12/05/2016 – Atualizado em 12/05/2016
Por: Neto com informações da Tribuna Livre
Foi preso na noite desta quarta-feira, em Chapadão do Sul, Adilson Ferreira da Costa (29), o homem que antes de matar a ex-namorada a levou num cartório para transferir o carro para seu nome e assumisse as parcelas restantes.
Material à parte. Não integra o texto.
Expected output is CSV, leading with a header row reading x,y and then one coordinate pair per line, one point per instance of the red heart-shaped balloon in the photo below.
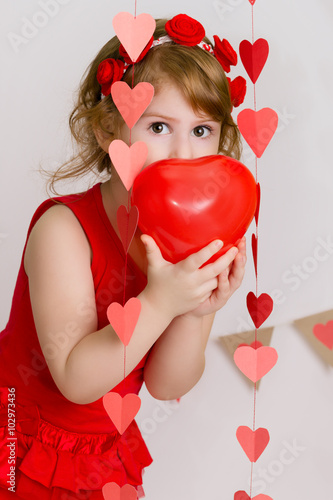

Depois disso a conduziu para um local ermo e desferiu um tiro na cabeça da vítima que estava ajoelhada rezando. O crime de repercussão nacional pelo requinte de crueldade foi praticado em Cascavel (PR), em outubro de 2013. A Polícia Militar recebeu uma ligação anônima sobre a presença do homicida na Praça da Goiás. Apesar de ter sido condenado a 19 anos de prisão – inicialmente em regime fechado – é um dos 21 presos que escaparam do “Cadeião” de Cascavel numa fuga em massa.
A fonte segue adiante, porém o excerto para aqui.